CHISSA' DOVE VANNO I RADICALI

TEODORI: "NIENTE OTTIMISMI, MA..."

1. il Partito Radicale è stato una necessità per chiunque, tra gli anni Cinquanta e gli anni Ottanta, volesse condurre un'azione politica liberale, non accontentandosi di proclamazioni verbali ma volendo realizzare elementi nel fuoco della realtà che, non solo per slogan, era davvero un regime partitocratico.

Il Pr un miracolo: perché non affogò nella palude degli accomodamenti realpolitici che in un modo o nell'altro segnarono tutti i partiti laici; perché non cadde all'ombra delle potentissime egemonie democristiana e comunista; perché seppe vedere con occhi autenticamente liberali tutti i difficili passaggi della Prima Repubblica; perché rialzò prepotentemente le bandiere del radicalismo liberale che imputridivano in una palude immobile; perché fece nascere una classe dirigente le cui qualità politiche, intellettuali e umane non hanno precedenti se non nella breve e intensa stagione dell'azionismo.

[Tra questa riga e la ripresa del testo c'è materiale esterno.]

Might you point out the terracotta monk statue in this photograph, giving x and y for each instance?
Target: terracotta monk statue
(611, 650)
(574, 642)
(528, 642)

L'origine e la fonte del miracolo si chiamò Marco Pannella. Ma il leader carismatico ne costituì anche il limite e poi ne volle la dissoluzione.

2. Non sono tra quelli che ritengono i radicali vittime del maggioritario che così fortemente vollero. Sarebbe una spiegazione meccanicistico-elettoralistica. Il Partito Radicale è stato vittima di colui che miracolosamente alitò lo spirito che diede vita alla creta politica con cui mano a mano andava plasmandosi: Pannella. Del resto la storia stessa documentale e testimoniale nell'ultimo decennio dimostra quanto profonda, potente, determinata ed esplicita è stata la pulsione del capo radicale nel disfarsi di quell'organismo politico costituito da uno specialissimo impasto di uomini, strutture, idee, comportamenti e modalità d'azione che fu il Pr da lui ritenuto erroneamente un ingombro e una limitazione al suo potenziale di affermazione politica.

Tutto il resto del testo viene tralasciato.